Recall the process of policy iteration: 

1. Update the state value function, given all possible transitions at current state of the environment.
2. Find the best policy that earns highest value under current state value function.
3. If the best policy is identical to the previous one then stop the training. Otherwise, return to step 1.

In step 1, the way to update the state value function is by 

$$v_{k+1} = E_{s'}[r(s, a)+\gamma v_{k}(s')]$$

wherein the $a$ is given by current policy, $s'$ is next state, $r$ is the reward, $v_{k}(s')$ is the next state value given by the old (not updated yet) value function. The expectation is computed among all possible transitions (given a state and action pair, it is possible to have many different next states, since the environment is not deterministic).

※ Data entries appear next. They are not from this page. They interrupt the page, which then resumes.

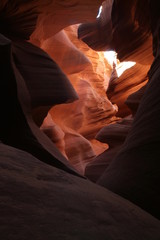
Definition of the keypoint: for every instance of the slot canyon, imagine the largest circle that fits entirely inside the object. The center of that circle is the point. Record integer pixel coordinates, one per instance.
(80, 127)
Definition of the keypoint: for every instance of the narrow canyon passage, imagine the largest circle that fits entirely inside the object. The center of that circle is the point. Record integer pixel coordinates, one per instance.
(79, 147)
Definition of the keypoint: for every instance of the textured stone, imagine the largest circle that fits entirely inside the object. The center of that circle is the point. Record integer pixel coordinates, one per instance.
(40, 202)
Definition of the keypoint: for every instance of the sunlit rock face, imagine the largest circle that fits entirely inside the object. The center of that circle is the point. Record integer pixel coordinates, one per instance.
(126, 175)
(67, 112)
(89, 73)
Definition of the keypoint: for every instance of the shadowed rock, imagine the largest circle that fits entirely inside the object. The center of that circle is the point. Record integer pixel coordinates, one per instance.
(40, 202)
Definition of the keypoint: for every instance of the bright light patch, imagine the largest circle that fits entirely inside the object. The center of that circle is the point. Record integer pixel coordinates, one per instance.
(121, 67)
(99, 13)
(111, 57)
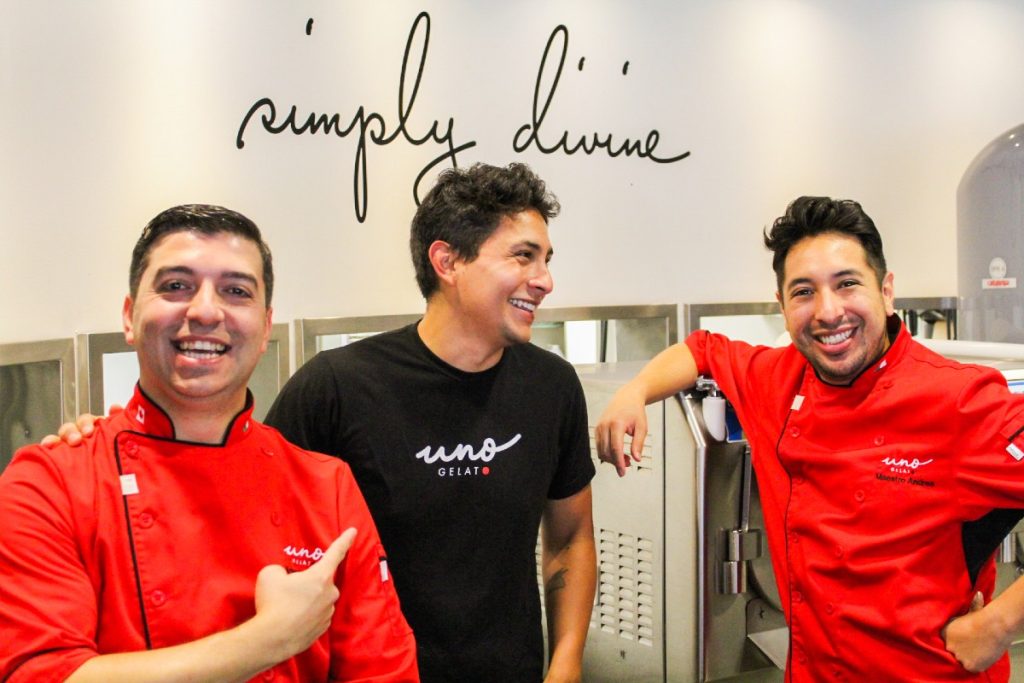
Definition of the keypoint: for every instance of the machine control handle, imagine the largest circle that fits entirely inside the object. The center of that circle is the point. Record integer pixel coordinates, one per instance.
(736, 546)
(741, 545)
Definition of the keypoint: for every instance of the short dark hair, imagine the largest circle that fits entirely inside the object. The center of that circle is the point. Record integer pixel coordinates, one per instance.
(204, 219)
(466, 206)
(810, 216)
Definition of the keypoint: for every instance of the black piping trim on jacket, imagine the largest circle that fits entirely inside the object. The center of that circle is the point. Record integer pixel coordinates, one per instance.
(785, 526)
(134, 559)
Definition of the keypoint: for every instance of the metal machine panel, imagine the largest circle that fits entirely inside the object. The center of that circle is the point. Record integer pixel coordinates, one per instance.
(645, 613)
(37, 392)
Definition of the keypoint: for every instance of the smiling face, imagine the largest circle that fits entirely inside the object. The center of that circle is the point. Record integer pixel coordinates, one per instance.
(199, 321)
(499, 291)
(834, 307)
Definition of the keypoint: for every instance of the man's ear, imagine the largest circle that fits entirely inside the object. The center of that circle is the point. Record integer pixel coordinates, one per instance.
(443, 259)
(126, 321)
(889, 293)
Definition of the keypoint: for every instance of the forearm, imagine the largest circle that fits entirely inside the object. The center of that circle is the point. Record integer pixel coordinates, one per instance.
(668, 373)
(236, 654)
(569, 582)
(1006, 613)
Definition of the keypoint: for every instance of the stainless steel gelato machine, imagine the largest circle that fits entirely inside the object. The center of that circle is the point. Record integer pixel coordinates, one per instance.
(686, 591)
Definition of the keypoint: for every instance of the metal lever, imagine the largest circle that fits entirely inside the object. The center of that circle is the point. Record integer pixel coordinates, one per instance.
(739, 545)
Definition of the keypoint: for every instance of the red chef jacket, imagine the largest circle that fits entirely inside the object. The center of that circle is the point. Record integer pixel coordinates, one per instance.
(138, 541)
(864, 489)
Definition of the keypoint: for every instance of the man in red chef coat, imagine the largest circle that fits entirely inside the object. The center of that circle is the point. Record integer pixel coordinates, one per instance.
(875, 459)
(189, 542)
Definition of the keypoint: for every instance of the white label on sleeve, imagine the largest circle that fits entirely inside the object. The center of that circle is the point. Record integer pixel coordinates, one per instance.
(128, 484)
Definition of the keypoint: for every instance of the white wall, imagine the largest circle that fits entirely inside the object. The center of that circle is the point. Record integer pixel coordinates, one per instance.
(114, 110)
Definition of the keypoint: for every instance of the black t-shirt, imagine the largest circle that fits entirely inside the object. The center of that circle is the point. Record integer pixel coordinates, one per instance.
(457, 468)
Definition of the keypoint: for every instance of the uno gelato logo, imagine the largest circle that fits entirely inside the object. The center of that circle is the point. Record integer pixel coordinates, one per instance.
(465, 456)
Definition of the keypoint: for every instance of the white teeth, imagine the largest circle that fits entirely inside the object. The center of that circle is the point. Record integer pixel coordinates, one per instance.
(201, 346)
(525, 305)
(836, 338)
(201, 349)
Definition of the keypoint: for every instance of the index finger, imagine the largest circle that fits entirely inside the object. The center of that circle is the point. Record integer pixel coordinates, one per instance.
(336, 552)
(610, 444)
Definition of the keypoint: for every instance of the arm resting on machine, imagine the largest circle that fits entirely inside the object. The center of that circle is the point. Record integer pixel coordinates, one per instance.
(671, 371)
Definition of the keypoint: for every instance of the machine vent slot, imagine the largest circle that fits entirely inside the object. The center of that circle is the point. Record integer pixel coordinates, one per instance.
(625, 588)
(646, 464)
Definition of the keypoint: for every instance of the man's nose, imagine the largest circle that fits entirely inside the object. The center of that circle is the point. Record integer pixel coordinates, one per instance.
(205, 305)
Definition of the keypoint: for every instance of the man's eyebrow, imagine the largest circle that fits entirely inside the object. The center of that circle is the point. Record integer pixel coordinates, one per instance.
(185, 270)
(173, 270)
(238, 274)
(845, 272)
(535, 246)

In step 2, the best policy is the one that takes the action with maximal expected return given a state:

$$a = {argmax}_a E_{s'}[r(s, a) + \gamma v_{k}(s')]$$

Policy iteration algorithm has an outer loop (update policy, step 1 to 3) and an inner loop (fit the value function, within step 1). 

In each outer loop, we call once `trainer.train()`, where we call `trainer.update_value_function()` once to update the value function (the state value table). 

After that we call `trainer.update_policy()` to update the current policy. 

`trainer` object has a `trainer.policy` attribute, which is a function that takes observation as input and returns an action.

You should implement the trainer following the framework we already wrote for you. Please carefully go through the codes and finish all `TODO` in it.

In [9]:
# Solve the TODOs and remove `pass`

class PolicyItertaionTrainer(TabularRLTrainerAbstract):
    def __init__(self, gamma=1.0, eps=1e-10, env_name='FrozenLake8x8-v1'):
        super(PolicyItertaionTrainer, self).__init__(env_name)

        # discount factor
        self.gamma = gamma

        # value function convergence criterion
        self.eps = eps

        # build the value table for each possible observation
        self.table = np.zeros((self.obs_dim,))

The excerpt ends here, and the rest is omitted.